This article was originally posted at Medium.
About a year ago kaggle.com hosted IEEE’s Signal Processing Society-Camera Model Identification challenge. The task was to assign what type of camera was used to capture an image. After the competition was over, Arthur Kuzin, Artur Fattakhov, Ilya Kibardin, Ruslan Dautov, and I decided to write a tech report describing how to approach this problem and share some insights we acquired along the way. It was accepted to The 2nd International Workshop on Big Data Analytic for Cyber Crime Investigation in Seattle, where I will present December 10th, 2018. In this blog post, I would like to write an extended version of the text.
Arthur Fattakhov, Arthur Kuzin, and Ilya Kibrdin were part of the team that finished second with a score of 0.987.
I was a part of the team that finished 9th with a score of 0.985.
Our solutions are pretty similar, so we decided to write a tech report. Ruslan, a graduate student in the Big Data Institution at Shenzhen University, volunteered to help me with text, which was crucial for this paper.
In the following text, I will refer to the second-place team’s approach as “our” solution. Furthermore, I will skip some technical details that are not critical to the overall message. The code for the second-place solution is available on GitHub. After the end of the competition, we performed a separate set of experiments using the insights that we developed. The work here is based mainly on this further investigation.
Among the many applications for image processing is that of camera model detection. For instance, in the field of forensics, it may be crucial to know whether an image was taken using a Google Pixel or an iPhone to identify who may be the owner of illicit or incriminating photos or even to determine who is the proper owner of intellectual property. Such a system can also be useful for detecting perpetrators in defamation, libel, or the spread of fake news.
Images in the computer are stored as a matrix of numbers and accompanying metadata. In the simplest case, the camera model should be stored in the image metadata, making camera identification an elementary problem. But image metadata can be unreliable and can be easily manipulated by a nefarious user.
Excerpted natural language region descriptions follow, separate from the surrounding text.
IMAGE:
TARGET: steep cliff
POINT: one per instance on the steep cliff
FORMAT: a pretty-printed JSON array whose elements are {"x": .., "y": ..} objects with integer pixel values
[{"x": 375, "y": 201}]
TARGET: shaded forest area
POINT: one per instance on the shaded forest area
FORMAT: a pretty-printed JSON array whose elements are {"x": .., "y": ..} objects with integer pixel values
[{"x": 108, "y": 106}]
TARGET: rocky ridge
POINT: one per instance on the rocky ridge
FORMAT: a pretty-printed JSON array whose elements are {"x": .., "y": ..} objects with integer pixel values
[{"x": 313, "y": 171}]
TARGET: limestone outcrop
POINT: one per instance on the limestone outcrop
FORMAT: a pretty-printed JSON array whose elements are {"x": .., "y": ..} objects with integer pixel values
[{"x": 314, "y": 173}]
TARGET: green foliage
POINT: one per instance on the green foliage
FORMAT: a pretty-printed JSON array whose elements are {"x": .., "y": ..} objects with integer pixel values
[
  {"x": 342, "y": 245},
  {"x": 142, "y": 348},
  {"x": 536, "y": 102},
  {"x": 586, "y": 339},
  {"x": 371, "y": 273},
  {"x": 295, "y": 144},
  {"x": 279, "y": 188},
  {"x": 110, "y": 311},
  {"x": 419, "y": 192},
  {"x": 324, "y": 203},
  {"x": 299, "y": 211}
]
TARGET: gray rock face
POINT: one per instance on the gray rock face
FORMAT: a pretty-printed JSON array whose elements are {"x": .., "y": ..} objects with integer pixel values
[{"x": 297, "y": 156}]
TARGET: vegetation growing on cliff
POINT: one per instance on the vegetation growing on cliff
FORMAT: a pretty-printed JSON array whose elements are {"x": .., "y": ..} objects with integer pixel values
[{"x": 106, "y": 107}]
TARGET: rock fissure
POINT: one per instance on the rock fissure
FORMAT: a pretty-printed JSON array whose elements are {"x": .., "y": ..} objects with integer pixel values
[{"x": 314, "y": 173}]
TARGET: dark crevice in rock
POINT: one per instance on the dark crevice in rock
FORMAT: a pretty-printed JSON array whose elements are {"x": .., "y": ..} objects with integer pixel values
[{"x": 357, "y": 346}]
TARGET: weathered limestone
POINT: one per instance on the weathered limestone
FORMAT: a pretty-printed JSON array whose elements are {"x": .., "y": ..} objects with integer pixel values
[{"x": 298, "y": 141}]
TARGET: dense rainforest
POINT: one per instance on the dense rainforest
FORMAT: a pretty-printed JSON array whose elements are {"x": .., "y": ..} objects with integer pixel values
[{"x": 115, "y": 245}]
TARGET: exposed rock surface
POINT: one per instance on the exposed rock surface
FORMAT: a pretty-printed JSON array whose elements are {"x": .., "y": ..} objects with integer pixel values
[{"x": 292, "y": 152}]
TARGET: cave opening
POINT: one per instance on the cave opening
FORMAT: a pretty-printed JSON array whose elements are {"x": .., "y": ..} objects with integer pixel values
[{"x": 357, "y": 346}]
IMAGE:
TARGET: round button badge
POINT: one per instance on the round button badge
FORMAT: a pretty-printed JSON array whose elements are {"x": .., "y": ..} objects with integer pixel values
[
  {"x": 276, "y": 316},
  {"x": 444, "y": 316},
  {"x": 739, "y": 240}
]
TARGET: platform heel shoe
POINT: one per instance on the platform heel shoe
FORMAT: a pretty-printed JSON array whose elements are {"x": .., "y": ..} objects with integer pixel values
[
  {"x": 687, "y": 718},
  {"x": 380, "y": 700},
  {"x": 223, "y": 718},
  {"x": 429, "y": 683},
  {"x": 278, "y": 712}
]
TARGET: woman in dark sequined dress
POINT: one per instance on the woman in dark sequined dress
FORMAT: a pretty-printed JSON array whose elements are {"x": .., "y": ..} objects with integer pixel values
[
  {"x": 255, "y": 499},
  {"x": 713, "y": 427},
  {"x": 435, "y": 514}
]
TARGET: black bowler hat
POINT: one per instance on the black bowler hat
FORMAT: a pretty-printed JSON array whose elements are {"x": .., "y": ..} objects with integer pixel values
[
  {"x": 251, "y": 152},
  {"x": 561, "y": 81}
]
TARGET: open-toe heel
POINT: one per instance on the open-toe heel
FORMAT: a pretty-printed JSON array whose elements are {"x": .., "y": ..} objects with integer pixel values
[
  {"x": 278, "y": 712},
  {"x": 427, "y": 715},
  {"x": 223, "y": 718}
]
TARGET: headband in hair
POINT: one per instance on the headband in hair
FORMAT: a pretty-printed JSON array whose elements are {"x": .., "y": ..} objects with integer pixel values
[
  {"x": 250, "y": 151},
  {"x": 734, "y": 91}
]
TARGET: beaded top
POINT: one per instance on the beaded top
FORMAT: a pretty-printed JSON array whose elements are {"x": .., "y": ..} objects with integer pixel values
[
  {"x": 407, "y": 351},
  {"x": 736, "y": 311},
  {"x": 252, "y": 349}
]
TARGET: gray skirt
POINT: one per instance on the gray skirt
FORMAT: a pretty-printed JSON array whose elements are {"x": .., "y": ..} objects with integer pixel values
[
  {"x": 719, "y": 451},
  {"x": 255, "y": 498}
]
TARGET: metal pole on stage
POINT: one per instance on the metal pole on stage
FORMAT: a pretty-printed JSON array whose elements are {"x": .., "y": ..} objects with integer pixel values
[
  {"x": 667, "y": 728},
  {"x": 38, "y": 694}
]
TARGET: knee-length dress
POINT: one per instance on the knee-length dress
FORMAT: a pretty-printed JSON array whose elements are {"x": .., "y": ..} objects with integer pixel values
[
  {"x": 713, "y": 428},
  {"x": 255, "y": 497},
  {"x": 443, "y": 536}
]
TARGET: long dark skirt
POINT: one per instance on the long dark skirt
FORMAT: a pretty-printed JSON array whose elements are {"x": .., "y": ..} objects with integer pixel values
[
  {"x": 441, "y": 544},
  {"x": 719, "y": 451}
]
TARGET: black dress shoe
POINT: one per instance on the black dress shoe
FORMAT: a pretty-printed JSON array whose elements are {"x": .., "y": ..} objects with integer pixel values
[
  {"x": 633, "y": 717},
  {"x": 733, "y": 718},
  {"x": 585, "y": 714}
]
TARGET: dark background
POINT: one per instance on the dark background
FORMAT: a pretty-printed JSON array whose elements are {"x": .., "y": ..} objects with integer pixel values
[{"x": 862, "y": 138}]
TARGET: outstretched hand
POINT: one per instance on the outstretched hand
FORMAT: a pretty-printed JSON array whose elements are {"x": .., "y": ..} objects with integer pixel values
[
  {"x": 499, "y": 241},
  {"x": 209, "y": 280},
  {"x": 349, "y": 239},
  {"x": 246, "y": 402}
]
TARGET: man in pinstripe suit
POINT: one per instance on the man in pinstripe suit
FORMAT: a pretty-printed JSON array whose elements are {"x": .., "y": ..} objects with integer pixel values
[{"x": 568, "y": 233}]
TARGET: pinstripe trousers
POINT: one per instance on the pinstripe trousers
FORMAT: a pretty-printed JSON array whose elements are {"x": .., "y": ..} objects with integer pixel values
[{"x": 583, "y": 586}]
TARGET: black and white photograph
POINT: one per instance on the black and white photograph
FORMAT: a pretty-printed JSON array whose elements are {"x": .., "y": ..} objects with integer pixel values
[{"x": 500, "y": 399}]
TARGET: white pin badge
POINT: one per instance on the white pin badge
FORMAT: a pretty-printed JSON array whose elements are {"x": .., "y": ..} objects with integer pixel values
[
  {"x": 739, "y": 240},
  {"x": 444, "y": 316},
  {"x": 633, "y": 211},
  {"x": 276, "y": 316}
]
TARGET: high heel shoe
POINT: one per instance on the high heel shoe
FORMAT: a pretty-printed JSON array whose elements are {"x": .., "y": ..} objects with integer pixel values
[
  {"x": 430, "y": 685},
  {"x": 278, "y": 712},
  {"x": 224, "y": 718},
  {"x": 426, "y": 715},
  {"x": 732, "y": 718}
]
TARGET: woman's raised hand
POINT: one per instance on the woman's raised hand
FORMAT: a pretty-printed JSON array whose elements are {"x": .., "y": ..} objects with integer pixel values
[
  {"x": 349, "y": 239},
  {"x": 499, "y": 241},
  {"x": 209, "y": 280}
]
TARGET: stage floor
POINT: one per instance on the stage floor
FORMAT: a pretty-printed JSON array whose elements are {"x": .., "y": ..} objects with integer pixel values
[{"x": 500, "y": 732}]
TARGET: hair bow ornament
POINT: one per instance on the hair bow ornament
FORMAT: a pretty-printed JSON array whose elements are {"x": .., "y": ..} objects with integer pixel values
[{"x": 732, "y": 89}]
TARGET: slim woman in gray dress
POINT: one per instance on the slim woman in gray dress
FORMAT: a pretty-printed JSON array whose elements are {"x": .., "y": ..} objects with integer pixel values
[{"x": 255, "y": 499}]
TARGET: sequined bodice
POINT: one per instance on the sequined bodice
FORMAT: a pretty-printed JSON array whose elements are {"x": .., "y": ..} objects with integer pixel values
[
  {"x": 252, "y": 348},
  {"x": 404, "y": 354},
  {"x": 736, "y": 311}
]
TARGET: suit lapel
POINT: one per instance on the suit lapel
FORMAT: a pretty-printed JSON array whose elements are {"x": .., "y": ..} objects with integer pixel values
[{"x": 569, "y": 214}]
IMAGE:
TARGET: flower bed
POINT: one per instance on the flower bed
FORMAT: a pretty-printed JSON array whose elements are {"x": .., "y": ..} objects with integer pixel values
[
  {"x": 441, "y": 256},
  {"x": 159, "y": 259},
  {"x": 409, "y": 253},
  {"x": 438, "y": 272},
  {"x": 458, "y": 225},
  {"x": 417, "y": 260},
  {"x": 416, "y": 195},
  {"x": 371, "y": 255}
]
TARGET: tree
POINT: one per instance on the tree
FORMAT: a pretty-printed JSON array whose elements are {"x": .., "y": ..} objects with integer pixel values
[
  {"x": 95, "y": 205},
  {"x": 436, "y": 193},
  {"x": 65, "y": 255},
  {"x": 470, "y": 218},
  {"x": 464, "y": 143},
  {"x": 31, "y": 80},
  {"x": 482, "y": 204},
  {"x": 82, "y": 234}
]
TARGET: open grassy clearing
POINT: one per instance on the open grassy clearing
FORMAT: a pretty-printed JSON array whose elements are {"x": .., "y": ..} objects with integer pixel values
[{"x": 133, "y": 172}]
There is another, more complicated, but more reliable approach. After the acquisition, the image in the digital camera will go through a series of post-processing steps, creating an image optimized for image fidelity and memory footprint. These algorithms are pretty sophisticated and highly non-linear. Examples may include demosaicing, noise filtering, fixing lens distortion, etc. Different algorithms are used for various camera models, which means that each of them creates model-specific artifacts that one may use as features for a machine learning pipeline.
And of course, there is plenty of literature regarding the topic. Most of it proposes steps for manual feature extraction with SVM or similar classification algorithms on top of it. For example, the first idea that came to mind when I faced this problem was to take an image, subtract a smoothed version of it, and calculate different statistics of this difference, like mean, median, std, and different quantities and train xgboost on them. One of the first papers on how to do this camera model detection was very close to what I just described. Other articles propose something more sophisticated, but the approach is pretty similar, manual feature extraction based on the domain knowledge with logistic regression, decision trees, or SVM on top of it.
Extending this method to new camera models is also hard. Let’s say we want to do this camera detection for a new, just released model. How much time should it take an expert to figure out what features will help distinguish it from the other models?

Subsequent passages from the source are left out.